Head of Sales and Marketing PT Kawasan Industri Kendal Juliani Kusumaningrum, selaku pengelola Kawasan Ekonomi Khusus (KEK) Kendal, mengatakan, sebagian besar industri di KEK Kendal berorientasi ekspor. Utamanya di bidang mode, seperti tekstil, apparel, dan rantai pasok industri sepatu.
Selain itu, industri di bidang elektronik, peralatan rumah tangga (home and appliances), dan fiber optik. Juga, ada industri pendukung atau untuk pengemasan (packaging), seperti karton dan lainnya.
Lantaran berstatus KEK, industri-industri manufaktur di dalamnya, yang memang bergantung impor pada sejumlah bahan baku, mendapat relaksasi bea masuk. ”Pembebasan bea masuk menjadi kelebihan sendiri,” ujar Juliani.
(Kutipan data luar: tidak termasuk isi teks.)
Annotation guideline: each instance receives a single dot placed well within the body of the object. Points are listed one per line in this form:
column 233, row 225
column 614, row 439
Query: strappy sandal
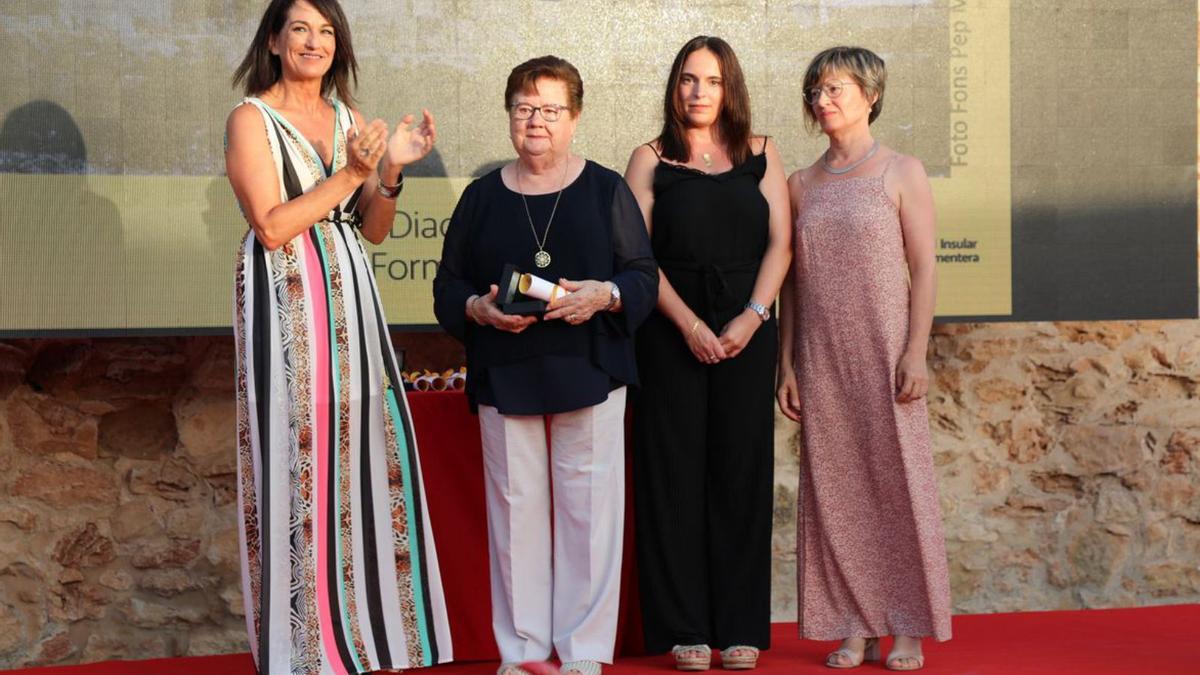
column 693, row 657
column 744, row 661
column 856, row 658
column 894, row 658
column 581, row 667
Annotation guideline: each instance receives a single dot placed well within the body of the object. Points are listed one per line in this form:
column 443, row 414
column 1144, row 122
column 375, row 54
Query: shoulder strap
column 274, row 141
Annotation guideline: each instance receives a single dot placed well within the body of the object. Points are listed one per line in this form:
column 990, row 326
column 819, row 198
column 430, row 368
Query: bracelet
column 390, row 191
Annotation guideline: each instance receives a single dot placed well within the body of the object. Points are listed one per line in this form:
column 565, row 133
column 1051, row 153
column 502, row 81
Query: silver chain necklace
column 825, row 161
column 541, row 258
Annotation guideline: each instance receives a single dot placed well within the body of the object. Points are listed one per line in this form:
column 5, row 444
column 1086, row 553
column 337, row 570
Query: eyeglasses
column 522, row 112
column 832, row 89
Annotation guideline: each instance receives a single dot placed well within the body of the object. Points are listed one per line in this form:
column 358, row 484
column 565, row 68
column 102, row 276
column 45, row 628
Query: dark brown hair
column 732, row 121
column 523, row 79
column 261, row 70
column 863, row 65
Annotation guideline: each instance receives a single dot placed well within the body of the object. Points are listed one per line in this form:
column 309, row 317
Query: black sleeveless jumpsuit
column 703, row 451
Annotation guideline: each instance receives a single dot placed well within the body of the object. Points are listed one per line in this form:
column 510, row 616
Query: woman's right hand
column 365, row 149
column 705, row 345
column 789, row 394
column 483, row 310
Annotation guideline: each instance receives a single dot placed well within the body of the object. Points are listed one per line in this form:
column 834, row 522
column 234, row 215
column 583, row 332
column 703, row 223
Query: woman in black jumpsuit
column 717, row 205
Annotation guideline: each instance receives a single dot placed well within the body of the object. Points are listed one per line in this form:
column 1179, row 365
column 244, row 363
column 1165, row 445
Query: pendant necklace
column 541, row 258
column 825, row 161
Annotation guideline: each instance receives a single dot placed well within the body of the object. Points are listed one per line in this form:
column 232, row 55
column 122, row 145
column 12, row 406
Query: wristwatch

Selain itu, bantuan untuk mendapat tax holiday bagi pelaku usaha juga akan menjadi daya tarik. Juliani mencontohkan, nilai investasi Rp 100 miliar-Rp 500 miliar akan dibebaskan dari Pajak Penghasilan badan selam 10 tahun. Kemudian, pada tahun ke-11 dan ke-12 diberi kelonggaran 50 persen.
”Sudah ada tujuh perusahaan yang sudah apply tax holiday. Untuk persetujuannya, semoga tidak lama lagi keluar,” ucap Juliani.
Nilai investasi di KEK Kendal saat ini ialah Rp 21,5 triliun atau naik 14 persen dari 2020. Kini, mayoritas pelaku usaha (49 persen) dari Indonesia dan sisanya, antara lain, China, Taiwan, Hong Kong, dan negara-negara tetangga lainnya. Dari 1.000 hektar lahan di KEK Kendal, occupancy sudah 46,5 persen.